Combinations of factors leading to hypercoagulability seem mandatory in PVT occurrence. This hypercoagulable state can be due to inherited (protein C or protein S deficiency …) or acquired conditions. Vu et al. [6] have reported that patients at highest risk of deep venous thrombosis (lower extremities) were those in the age range of 15–17 years and with the following comorbid conditions: obesity, inflammatory bowel disease, hematologic malignancy and thoraco-abdominal or orthopedic operations. Regarding splenectomy, the underlying disease appears to be the highest risk factor. Patients with large spleens (mostly myeloproliferative disorders or lymphoma) and patients with congenital hemolytic diseases have the highest risk for PVT [2, 7, 8]. Many authors [911] have emphasis the increased risk of PVT in presence of splenomegaly, with a cut off value of 1,450 g in adults [11]. Conversely, it has been demonstrated that a diameter of the splenic vein >8 mm [12] is also a risk factor of PVT. Ligation of the splenic vein leaving a long and large vascular stump may causes blood turbulence and enhance thrombus formation [13]. Furthermore, post-operative thrombocytosis >650.109/L may increase this risk [8]. Soyer et al. [4] have reported a female predominance in their series. This may be explained by the thrombotic effect of endogenous estrogens (reduction of the peripheral vasodilatation capacity and decreased erythrocyte membrane stability). They therefore proposed that post-pubertal girls should be more closely investigated for the development of PVT after splenectomy. As reported previously [6], childhood obesity might also be a risk factor as it is associated with a procoagulant state and endothelial dysfunction [15].
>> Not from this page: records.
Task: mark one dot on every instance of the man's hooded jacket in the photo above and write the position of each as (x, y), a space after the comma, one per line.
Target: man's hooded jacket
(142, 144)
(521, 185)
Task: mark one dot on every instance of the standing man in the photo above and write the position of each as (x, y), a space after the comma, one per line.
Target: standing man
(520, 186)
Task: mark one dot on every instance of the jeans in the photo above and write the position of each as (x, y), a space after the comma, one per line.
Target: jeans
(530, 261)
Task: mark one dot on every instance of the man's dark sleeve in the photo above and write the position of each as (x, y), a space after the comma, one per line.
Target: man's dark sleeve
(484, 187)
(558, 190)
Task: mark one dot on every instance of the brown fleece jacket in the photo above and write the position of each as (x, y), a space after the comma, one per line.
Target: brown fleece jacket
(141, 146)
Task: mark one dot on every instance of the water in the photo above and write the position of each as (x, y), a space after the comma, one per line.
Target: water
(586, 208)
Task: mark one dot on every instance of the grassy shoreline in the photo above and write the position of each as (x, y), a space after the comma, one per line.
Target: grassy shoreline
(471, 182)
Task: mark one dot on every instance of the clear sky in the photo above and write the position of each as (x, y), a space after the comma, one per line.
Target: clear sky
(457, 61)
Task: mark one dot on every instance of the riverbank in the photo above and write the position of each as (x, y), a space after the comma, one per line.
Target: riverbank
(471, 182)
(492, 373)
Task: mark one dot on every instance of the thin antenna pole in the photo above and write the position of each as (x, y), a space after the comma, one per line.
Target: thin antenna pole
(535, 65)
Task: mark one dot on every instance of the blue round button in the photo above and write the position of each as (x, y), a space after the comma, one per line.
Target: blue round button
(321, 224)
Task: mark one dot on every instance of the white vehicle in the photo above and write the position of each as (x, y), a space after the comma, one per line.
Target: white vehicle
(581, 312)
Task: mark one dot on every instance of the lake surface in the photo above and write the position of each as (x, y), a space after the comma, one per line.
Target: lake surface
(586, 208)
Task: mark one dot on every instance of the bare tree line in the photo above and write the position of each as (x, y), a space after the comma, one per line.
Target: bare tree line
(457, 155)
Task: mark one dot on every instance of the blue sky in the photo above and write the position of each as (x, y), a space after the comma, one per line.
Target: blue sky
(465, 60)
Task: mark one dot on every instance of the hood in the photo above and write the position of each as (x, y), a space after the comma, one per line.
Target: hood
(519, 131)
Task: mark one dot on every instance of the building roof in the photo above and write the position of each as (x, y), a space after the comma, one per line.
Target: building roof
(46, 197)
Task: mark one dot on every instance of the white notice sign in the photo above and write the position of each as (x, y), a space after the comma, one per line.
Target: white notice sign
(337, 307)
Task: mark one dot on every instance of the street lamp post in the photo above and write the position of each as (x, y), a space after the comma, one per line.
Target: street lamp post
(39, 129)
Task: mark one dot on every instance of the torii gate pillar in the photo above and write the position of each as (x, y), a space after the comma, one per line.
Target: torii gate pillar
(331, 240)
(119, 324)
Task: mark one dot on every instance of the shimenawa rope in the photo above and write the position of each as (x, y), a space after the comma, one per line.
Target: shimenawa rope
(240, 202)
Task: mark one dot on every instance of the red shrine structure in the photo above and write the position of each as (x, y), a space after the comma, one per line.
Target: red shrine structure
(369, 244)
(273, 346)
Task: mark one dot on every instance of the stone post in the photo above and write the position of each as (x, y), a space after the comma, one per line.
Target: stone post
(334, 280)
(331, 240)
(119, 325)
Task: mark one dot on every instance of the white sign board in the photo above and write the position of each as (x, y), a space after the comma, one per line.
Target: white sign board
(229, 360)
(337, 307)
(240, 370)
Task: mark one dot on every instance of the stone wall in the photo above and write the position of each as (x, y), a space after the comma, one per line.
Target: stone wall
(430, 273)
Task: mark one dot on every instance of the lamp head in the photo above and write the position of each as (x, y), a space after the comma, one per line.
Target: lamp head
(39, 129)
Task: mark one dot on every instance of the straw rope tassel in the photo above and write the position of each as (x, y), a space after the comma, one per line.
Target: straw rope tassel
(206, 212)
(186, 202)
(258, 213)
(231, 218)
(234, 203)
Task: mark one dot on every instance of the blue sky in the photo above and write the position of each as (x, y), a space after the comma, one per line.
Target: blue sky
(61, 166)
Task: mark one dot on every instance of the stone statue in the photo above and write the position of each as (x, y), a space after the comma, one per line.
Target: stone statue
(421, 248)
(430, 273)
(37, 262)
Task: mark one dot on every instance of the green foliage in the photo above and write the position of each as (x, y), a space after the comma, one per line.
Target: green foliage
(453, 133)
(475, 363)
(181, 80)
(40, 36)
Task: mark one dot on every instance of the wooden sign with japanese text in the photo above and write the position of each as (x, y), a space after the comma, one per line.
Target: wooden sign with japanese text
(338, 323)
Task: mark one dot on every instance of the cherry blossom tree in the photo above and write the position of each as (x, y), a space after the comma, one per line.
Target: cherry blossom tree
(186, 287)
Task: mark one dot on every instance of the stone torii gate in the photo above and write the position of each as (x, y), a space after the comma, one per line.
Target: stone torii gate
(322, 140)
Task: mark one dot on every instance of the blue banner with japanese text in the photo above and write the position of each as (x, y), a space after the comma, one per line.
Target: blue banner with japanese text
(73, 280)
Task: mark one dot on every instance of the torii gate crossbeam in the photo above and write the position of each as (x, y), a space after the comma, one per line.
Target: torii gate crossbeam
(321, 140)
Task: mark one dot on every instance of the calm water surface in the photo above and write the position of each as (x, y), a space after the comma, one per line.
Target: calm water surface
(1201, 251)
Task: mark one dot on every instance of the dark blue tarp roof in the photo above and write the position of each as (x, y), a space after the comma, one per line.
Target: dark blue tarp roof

Portal vein thrombosis incidence seems to be higher after LS compared to OS in prospective adult series (23 % vs. 8.3 %) [2]. During open surgery, vessels are ligated conventionally whereas they are most of the time coagulated, clipped or stapled during LS. Furthermore, pneumoperitoneum with increased abdominal pressure may reduce splanchnic veins blood flow as demonstrated in experimental and clinical studies [16, 17]. But, recent surgical guidelines [18] indicate that routine use of thromboprophylaxis is not recommended for laparoscopic procedures. Furthermore, in a recent randomized control trial [19] (probably underpowered due to its small size) investigating the impact of anticoagulation on the incidence of portal vein thrombosis after laparoscopic splenectomy; thromboprophylaxis with 40 mg of enoxaparin once daily failed to prevent PVT. In pediatric population, thromboprophylaxis is not mandatory during the prepubertal period. Recommendations for low risk patients are early mobilization and good hydration; for moderate risk patients having major general surgery to include physical prophylaxis where size permits (elastic stockings, compression devices). Prophylactic low molecular weight heparin is recommended only for high-risk patients undergoing major orthopedic or general surgery [20]. Patients with documented PVT need to be treated with intravenous or subcutaneous heparin followed by oral anticoagulant therapy for 3–6 months. However, despite a well conduced treatment; a persistent thrombus is noticed in 7.7 % and cavernoma or portal hypertension development is documented in 15.5 % of the cases [2].

Conclusions

Portal vein thrombosis after pediatric LS appears to be a rare event in our series (<5 %) but its incidence is probably underestimated. Large or prospective studies are needed to assess the real incidence of PVT in children. Clinicians should be cautious in oncologic cases and if very large spleen or if thrombocytemia >650.109/L is present. When detected early, PVT can be treated efficiently using heparin followed by oral anticoagulant therapy. Due to potential life-threatening complications of PVT, we therefore recommend a systematic Doppler USS during the first post-operative week.

Conflict of interest

The authors declare that they have no conflict of interest.